La stratégie d’acquisition ne peut en effet faire l’économie d’une stratégie de support, impliquant une connaissance approfondie du cycle de vie du logiciel.

 

Modèle « propriétaire »

Les éditeurs « propriétaires » ont une stratégie de valorisation fondée sur l’opacité et sur une économie de rente : le code source du logiciel n’est pas diffusé, et le client paie un droit d’usage auquel s’ajoute le coût de prestations de support que seul l’éditeur peut assurer dans la mesure où l’absence de communication du code source empêche :

  • la formation de communautés pouvant éventuellement assurer un support communautaire
  • la réalisation de prestations de support et de maintenance par des sociétés concurrentes

Ce contexte permet à l’éditeur d’imposer des montées de version (souvent payantes) à ses clients en arrêtant purement et simplement de supporter ou de corriger les failles de sécurité des versions antérieures, les correctifs n’étant produits que sur la dernière version du produit (dans l’immense majorité des cas).

Généralement, les éditeurs propriétaires adoptent une stratégie d’appel par des propositions particulièrement avantageuses et des remises importantes lors d’une première acquisition.
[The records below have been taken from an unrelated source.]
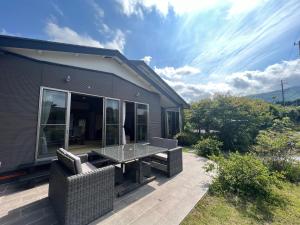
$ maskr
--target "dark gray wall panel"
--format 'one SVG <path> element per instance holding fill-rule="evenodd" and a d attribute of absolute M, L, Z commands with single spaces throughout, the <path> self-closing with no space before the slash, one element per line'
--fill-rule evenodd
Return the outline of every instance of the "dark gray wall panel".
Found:
<path fill-rule="evenodd" d="M 70 82 L 66 82 L 67 76 Z M 112 75 L 50 64 L 44 64 L 42 86 L 101 96 L 113 94 Z"/>
<path fill-rule="evenodd" d="M 0 55 L 0 172 L 34 161 L 41 68 Z"/>
<path fill-rule="evenodd" d="M 161 136 L 158 94 L 109 73 L 0 55 L 0 173 L 34 162 L 41 86 L 147 103 L 149 136 Z"/>

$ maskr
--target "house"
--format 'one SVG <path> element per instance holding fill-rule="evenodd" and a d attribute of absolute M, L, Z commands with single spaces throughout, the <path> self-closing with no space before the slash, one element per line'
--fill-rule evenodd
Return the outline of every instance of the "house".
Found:
<path fill-rule="evenodd" d="M 49 163 L 59 147 L 171 138 L 187 107 L 117 50 L 0 35 L 0 173 Z"/>

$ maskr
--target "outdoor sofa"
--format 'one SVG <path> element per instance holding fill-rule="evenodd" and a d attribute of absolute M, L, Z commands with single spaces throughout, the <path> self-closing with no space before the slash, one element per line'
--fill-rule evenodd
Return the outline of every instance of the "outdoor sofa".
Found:
<path fill-rule="evenodd" d="M 113 210 L 115 168 L 96 168 L 64 149 L 57 150 L 50 170 L 49 199 L 59 222 L 88 224 Z"/>
<path fill-rule="evenodd" d="M 180 173 L 182 167 L 182 147 L 176 139 L 153 137 L 150 145 L 169 149 L 166 153 L 159 153 L 151 157 L 151 167 L 164 172 L 168 177 Z"/>

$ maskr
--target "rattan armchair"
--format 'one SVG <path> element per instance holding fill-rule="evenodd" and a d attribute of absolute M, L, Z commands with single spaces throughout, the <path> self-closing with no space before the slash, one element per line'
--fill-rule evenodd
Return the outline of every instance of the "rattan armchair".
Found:
<path fill-rule="evenodd" d="M 168 177 L 172 177 L 183 170 L 182 147 L 177 146 L 177 140 L 153 137 L 150 145 L 168 148 L 163 154 L 151 157 L 151 167 L 164 172 Z"/>
<path fill-rule="evenodd" d="M 114 166 L 72 174 L 59 160 L 52 162 L 49 199 L 59 222 L 88 224 L 113 209 Z"/>

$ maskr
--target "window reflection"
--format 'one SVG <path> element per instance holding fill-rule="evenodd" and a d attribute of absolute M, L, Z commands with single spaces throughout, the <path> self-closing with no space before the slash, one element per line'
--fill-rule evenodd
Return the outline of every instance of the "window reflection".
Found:
<path fill-rule="evenodd" d="M 67 93 L 43 90 L 38 157 L 55 155 L 65 147 Z"/>
<path fill-rule="evenodd" d="M 119 101 L 106 99 L 106 145 L 119 144 Z"/>
<path fill-rule="evenodd" d="M 136 104 L 136 140 L 137 142 L 148 139 L 148 105 Z"/>

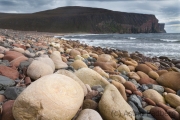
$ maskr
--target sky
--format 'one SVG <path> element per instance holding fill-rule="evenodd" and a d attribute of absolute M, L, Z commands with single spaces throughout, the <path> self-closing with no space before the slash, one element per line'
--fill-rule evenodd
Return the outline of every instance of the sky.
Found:
<path fill-rule="evenodd" d="M 34 13 L 64 6 L 154 14 L 167 33 L 180 33 L 180 0 L 0 0 L 0 12 Z"/>

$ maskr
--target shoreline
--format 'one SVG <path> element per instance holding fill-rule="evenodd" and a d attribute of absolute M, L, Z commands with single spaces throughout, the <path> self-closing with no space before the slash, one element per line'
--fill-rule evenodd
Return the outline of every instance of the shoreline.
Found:
<path fill-rule="evenodd" d="M 0 29 L 2 120 L 179 119 L 180 60 L 54 35 Z"/>

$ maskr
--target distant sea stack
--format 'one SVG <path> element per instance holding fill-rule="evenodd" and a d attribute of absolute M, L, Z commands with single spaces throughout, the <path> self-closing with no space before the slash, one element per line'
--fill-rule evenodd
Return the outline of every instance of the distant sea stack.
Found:
<path fill-rule="evenodd" d="M 60 33 L 165 33 L 155 15 L 90 7 L 61 7 L 32 14 L 0 13 L 0 28 Z"/>

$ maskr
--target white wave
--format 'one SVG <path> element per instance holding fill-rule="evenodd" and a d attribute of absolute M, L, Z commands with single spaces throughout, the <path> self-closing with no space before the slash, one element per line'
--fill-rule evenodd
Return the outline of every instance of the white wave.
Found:
<path fill-rule="evenodd" d="M 160 39 L 161 41 L 165 41 L 165 42 L 178 42 L 180 40 L 176 40 L 176 39 Z"/>
<path fill-rule="evenodd" d="M 135 40 L 136 38 L 134 38 L 134 37 L 128 37 L 128 39 L 130 39 L 130 40 Z"/>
Une fois le logiciel acquis, le contexte de fermeture du code impose cependant une dépendance technologique forte du client, se traduisant par la mauvaise connaissance par ce dernier de son propre Système d’Informations.

Cette situation offre à l’éditeur une marge de manœuvre importante sur les conditions d’usage et sur les prix, qui sont revus quasi-systématiquement à la hausse à l’occasion des renouvellements de marchés.

Exemple de produits concernés : Oracle, Informix, DB2, BEA Weblogic.

 

Modèle freemium / opencore

Un modèle Freemium ou OpenCore est un modèle économique associant une offre gratuite, en libre accès (free), et une offre « Premium », haut de gamme, en accès payant.

En synthèse, ce modèle respecte la définition Open Source à savoir tout ou partie du code source est disponible mais les fonctionnalités « entreprises » sont payantes. Ce modèle se développe le plus souvent autour du modèle de double licence (dual licencing)

  • Le “core” est le cœur du logiciel. Il est sous licence GPL. Mais si l’on encapsule ou embarque ce cœur dans un programme fermé, il est nécessaire d’acquérir une licence commerciale ;
  • Le support technique pour le logiciel GPL peut être payant ;
  • Les abonnements commerciaux annuels peuvent inclure : support technique, licences d’utilisation sur des fonctions additionnelles (le code source de ces fonctions additionnelles peut être ouvert ou fermé). Selon les éditeurs, les fonctionnalités sous code fermé pourront être libérées au bout d’un certain temps (ex: changement de version majeure) ;
  • Les services d’intégration et de formation sont payants.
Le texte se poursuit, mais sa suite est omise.